Sander van Doorn looked at the potential biomarker NTproBNP in screening for atrial fibrillation in primary care. He gave us his conclusions at the outset, stating simply: Don’t use this biomarker to identify atrial fibrillation. But, don’t let that straightforward conclusion mislead you as to the complexity of his work of analyzing data from four large practice-based screening studies. Using cut off points of 125pg/ml and 400pg/ml, he determined the sensitivity and specificity, predictive values, proportion below cut off and prevalence of heart failure below the cut point. Nearly half of their patients with atrial fibrillation also had heart failure. The test would be positive too often and negative too often and an echo would be needed in every patient identified with atrial fibrillation.

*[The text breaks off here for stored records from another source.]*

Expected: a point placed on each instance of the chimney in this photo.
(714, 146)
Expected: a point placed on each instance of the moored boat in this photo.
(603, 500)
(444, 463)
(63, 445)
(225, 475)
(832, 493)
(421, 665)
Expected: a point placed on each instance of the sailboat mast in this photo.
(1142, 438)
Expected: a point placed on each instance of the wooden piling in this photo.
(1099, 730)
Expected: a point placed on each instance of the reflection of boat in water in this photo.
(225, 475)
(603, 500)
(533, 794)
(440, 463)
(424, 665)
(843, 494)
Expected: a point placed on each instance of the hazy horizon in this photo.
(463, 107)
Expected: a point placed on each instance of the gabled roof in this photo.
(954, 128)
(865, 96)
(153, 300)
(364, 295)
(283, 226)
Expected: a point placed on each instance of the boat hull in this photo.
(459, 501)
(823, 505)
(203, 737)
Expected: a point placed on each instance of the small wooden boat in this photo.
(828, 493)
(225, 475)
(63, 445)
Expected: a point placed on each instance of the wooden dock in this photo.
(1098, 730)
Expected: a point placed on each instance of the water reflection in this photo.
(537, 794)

Felicity Goodyear Smith presented a study in which global stakeholders were asked to identify the research gaps in low- and middle-income countries, a key interest for the world organization of family doctors (WONCA). As might have been expected, this generated many questions and particularly those related to health system reform.
Beyond the presentation of research findings, NAPCRG is an opportunity to develop national and international collaborations. There was a large international presence and, while English may be the first language of scientific communication, there was a large Francophone group at the conference from Quebec, Canada, and from across Europe. We invited some of these colleagues to give their reflections on camera. This also includes an explanation of one of the most talked about posters at the conference- the Dragon’s Den innovation which caught everyone’s imagination.

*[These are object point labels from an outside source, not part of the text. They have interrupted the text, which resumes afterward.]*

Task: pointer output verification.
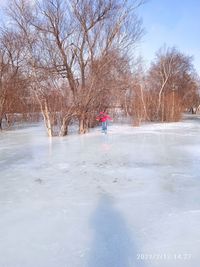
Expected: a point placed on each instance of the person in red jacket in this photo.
(103, 118)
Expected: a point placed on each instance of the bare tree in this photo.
(64, 40)
(169, 82)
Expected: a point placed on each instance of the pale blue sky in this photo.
(170, 22)
(174, 23)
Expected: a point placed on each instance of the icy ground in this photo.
(101, 200)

Encouraging medical students to follow a career in primary care, let alone a research track, is a major challenge. This appears especially difficult In the US where students have accrued so much debt that, although they have been inspired to follow a career in family medicine, they may take a pragmatic approach to their careers that is determined by the financial imperative of managing their debt. With these pressures, they may have little option but to opt for high remuneration specialties. It is also difficult to attract generalists – either in general internal medicine or in family medicine – as medicine has become so focused that neither patients nor doctors are happy to tolerate uncertainty. Academic primary care is a relatively small interest group. While NAPCRG attracted several hundred delegates, the American Heart Association meeting had upwards of 15,000 delegates taking place at the same time. The major influential factors in recruiting and retaining doctors may vary but include a matrix of income, workload, professional esteem, the need for peer support, gender changes in the workforce, and positive exposure in undergraduate study. In this context it was encouraging to me to meet several medical students attending the NAPCRG meeting, who were enthusiastic about research and had already undertaken some studies. Let them speak from themselves:
NAPCRG 2018’s final keynote address was delivered Bernard Ewigman who took us through his personal journey in his research career. I agreed with him about the importance of capacity building and was surprised at his assessment of the dearth of established primary care research centres in the United States. At a later session, more comprehensive data were presented from the CERA-FMAH-ADFM study that confirmed this. In describing the pivotal moments in his research career, Ewigman made a comment that caught my imagination – that the most important question that any mentor should ask a nascent researcher, faced with a seemingly impossible research study, is, “Why not?”